Ingredients (serves one)

  • 1 green bell Pepper
  • 1 medium tomato (or half can diced tomatoes)
  • 1 cup soy protein crumbles or cooked ground beef/turkey
  • 2 cloves garlic
  • 1/2 small onion
  • 1/2 tsp tomato paste (omit if using canned)
  • 1 tsp worcestershire sauce
  • 3 fresh basil leaves or 1 teaspoon dried
  • hot pepper sauce
  • pinch garlic powder
  • shredded parmesan cheese (or your favorite)
  • olive oil
  • salt
  • pepper
1. Cut tops off of peppers and remove seeds. Blanch in boiling water for 1 minute. Drain and set aside.

2. Preheat oven to 350 degrees. Swirl olive oil around medium sized saute pan over medium heat and add garlic and onions. Cook until translucent. Add meat, rice and tomatoes. Stir. Next add add worcestershire, salt, pepper, garlic powder, hot sauce and basil.

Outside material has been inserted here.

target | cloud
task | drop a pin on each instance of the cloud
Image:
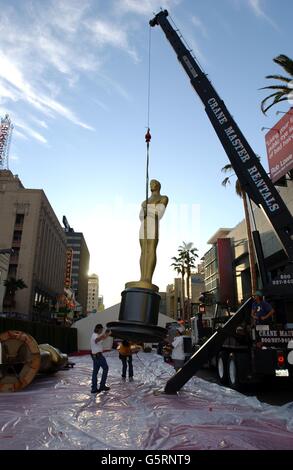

3. Place peppers in an lightly oiled baking dish cut sides up. Spoon in filling and brush a little olive oil on skins of peppers. Add a small amount of cheese on top.

Bake for 25-35 minutes and enjoy.

Strawberry Cream Pie

This recipe is an adaptation of one published in Domino magazine.


  • 4 pints strawberries, cut and stemmed
  • 1 + 1/4 cups milk
  • 3/4 cup + 1 tbsp sugar
  • 10 tbsp all purpose flour
  • 1 + 1/2 tbsp of lemon juice
  • 1 cup heavy/double/whipping cream
  • prepackaged graham cracker crust
1. Place strawberries in blenders (reserving a handful for decoration) and puree.

2. In a medium saucepan combine milk, flour and 3/4 cup of sugar on medium high heat. Whisk or stir until well blended. Add strawberry puree and lemon juice, continue mixing until sauce thickens and bubbles.

3. Pour filling into crust and cool, before refrigerating overnight.

4. Before serving add sugar and heavy cream blend with hand mixer or whisk until it forms soft peaks. Spread over pie, garnish with remaining strawberries and enjoy.